Once, he and his cousin David were weaving their way carelessly back from a nightclub when they came across a house that had suffered a direct hit only minutes before. They had gone to help but they had been drinking and had probably got in the way. Philip doesn’t remember much about it, only the sight of a disembodied hand lying as if discarded in the smoking rubble. One finger pointed right at him as if accusing him, though of what Philip couldn’t tell. For a moment he can almost smell the stink of smoke and terror.

He is not stumbling around a bombsite now, Philip reminds himself. He blinks himself back to the present – Windsor Castle, a drink in his hand, a princess to court – to find Elizabeth looking at him. Her eyes are very clear, very blue. They seem to see far more than they should.

He musters a smile. ‘Don’t wish to be out there. It isn’t safe.’

‘You’re out there.’

‘I’m not as precious as you.’

Elizabeth sighs and pushes a wisp of hair away from her face. ‘I just wish I could do something.’

‘You are doing something,’ Philip surprises himself by saying. ‘You’re representing hope for the future. We all need you more than you know.’

‘Thank you,’ she says softly after a moment. ‘That makes me feel less useless.’

‘Besides, it’s not as if you’re completely out of danger here, are you? I was given my instructions on how to find the bomb shelter. Although I doubt I’d be able to find it again – it was hard enough finding my bedroom,’ he goes on, coaxing a smile out of her at last.

‘It’s not an easy place to find your way around, is it? Especially not in the blackout. In the early years of the war we used to practise what would happen if there was an invasion and we had to escape,’ she tells him. ‘We had to run down to the armoured cars in the darkness. There’s only enough room for Margaret and me and Crawfie and some luggage. They told us we’d only be allowed to take one corgi.’

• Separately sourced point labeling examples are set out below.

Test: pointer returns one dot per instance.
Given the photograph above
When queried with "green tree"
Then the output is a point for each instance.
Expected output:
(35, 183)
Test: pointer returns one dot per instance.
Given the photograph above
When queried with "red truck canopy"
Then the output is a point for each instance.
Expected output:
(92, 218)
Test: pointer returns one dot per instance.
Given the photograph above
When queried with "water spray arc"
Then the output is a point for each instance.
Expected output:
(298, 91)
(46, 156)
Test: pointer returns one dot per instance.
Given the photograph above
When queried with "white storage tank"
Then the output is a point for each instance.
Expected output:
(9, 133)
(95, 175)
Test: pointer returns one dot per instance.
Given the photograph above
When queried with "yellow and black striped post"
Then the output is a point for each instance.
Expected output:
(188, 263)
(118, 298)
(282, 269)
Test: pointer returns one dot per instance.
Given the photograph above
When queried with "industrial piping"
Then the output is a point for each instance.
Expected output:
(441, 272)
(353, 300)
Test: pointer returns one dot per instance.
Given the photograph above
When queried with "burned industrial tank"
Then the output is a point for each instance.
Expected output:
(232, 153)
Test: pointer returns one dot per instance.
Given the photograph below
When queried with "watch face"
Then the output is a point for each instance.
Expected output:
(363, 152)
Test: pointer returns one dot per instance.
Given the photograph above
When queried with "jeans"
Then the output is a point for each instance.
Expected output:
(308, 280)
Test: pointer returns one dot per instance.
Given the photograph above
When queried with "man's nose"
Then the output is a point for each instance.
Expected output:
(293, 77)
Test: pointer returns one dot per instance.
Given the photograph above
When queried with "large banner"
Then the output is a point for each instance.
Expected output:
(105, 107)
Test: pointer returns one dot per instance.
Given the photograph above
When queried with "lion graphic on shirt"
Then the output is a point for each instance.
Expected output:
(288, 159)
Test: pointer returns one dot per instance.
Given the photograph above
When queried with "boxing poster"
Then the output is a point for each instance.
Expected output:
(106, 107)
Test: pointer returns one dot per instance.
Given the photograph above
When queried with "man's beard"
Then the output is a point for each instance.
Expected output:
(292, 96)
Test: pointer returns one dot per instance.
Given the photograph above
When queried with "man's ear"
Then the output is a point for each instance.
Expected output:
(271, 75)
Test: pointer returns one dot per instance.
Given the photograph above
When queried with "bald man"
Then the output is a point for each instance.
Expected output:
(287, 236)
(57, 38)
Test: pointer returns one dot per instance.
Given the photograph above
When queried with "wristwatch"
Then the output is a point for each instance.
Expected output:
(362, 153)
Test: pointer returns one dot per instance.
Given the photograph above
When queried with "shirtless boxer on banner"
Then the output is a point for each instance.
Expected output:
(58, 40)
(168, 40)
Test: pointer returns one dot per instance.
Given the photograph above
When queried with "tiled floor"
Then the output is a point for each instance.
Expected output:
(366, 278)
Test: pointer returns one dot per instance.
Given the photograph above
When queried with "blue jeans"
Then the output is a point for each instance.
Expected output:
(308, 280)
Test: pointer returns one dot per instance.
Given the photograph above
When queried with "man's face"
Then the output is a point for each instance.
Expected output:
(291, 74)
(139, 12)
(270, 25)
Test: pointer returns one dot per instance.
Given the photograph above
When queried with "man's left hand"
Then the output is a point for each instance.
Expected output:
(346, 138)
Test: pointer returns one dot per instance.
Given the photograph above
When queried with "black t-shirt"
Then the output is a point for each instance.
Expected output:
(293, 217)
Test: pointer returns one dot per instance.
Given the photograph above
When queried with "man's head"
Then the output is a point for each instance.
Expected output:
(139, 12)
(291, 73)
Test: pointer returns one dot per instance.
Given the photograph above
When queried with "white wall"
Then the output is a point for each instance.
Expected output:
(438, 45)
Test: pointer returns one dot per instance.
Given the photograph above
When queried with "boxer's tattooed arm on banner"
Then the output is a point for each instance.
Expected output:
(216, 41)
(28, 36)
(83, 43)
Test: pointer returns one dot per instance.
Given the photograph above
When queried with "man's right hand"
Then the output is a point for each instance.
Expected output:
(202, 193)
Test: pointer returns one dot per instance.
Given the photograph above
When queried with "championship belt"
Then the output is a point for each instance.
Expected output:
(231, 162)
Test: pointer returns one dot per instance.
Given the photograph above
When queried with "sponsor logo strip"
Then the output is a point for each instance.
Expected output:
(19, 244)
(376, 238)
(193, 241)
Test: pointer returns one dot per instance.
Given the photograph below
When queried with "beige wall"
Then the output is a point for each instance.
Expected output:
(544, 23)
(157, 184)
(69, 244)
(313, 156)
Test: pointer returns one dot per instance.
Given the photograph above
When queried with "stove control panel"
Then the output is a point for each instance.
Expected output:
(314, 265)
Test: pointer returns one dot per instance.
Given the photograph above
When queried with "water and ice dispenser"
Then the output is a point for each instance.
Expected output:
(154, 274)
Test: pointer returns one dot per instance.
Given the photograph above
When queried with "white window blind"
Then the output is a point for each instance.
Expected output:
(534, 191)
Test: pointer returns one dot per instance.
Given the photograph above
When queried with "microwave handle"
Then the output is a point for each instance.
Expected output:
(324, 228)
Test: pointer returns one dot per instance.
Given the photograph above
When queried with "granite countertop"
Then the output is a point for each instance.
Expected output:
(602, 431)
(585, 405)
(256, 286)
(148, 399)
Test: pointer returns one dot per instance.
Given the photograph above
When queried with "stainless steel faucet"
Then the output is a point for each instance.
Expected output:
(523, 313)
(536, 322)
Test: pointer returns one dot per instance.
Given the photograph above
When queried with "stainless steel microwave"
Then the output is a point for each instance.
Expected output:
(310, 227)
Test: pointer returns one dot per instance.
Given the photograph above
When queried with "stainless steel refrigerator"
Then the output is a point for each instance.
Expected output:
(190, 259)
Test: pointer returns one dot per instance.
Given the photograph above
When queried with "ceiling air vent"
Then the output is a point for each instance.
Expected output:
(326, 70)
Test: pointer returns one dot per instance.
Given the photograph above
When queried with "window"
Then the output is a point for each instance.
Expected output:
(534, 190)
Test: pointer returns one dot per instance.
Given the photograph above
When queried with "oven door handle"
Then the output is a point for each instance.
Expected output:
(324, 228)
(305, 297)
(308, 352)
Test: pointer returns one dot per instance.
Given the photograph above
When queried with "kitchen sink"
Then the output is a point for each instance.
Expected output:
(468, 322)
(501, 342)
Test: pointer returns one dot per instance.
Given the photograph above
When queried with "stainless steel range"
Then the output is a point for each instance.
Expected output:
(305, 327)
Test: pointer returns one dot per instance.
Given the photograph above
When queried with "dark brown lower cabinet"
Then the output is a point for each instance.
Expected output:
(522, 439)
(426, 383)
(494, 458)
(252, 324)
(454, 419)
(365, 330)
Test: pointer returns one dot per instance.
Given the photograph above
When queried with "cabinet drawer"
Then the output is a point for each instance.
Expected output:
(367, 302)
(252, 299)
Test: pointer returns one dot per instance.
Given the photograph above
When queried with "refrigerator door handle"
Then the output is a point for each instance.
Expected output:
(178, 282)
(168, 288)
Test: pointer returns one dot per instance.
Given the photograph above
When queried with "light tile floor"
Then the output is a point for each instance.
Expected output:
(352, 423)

‘It must have been a dilemma wondering which dog to take.’ Philip tries to lighten the conversation, and Elizabeth smiles back at him.

‘Well, it was!’

He feels like punching the air. Her smiles are rare, but worth waiting for.

By unspoken consent, they turn the conversation away from the war.

‘Where are the dogs, anyway?’ Philip asks. ‘You talk about them so much in your letters, I was expecting to have to fight my way through them to get at you.’

Get at you. That wasn’t the right way to talk to Princess Elizabeth, Philip berates himself mentally. Uncle Dickie would have his hide if he could hear him!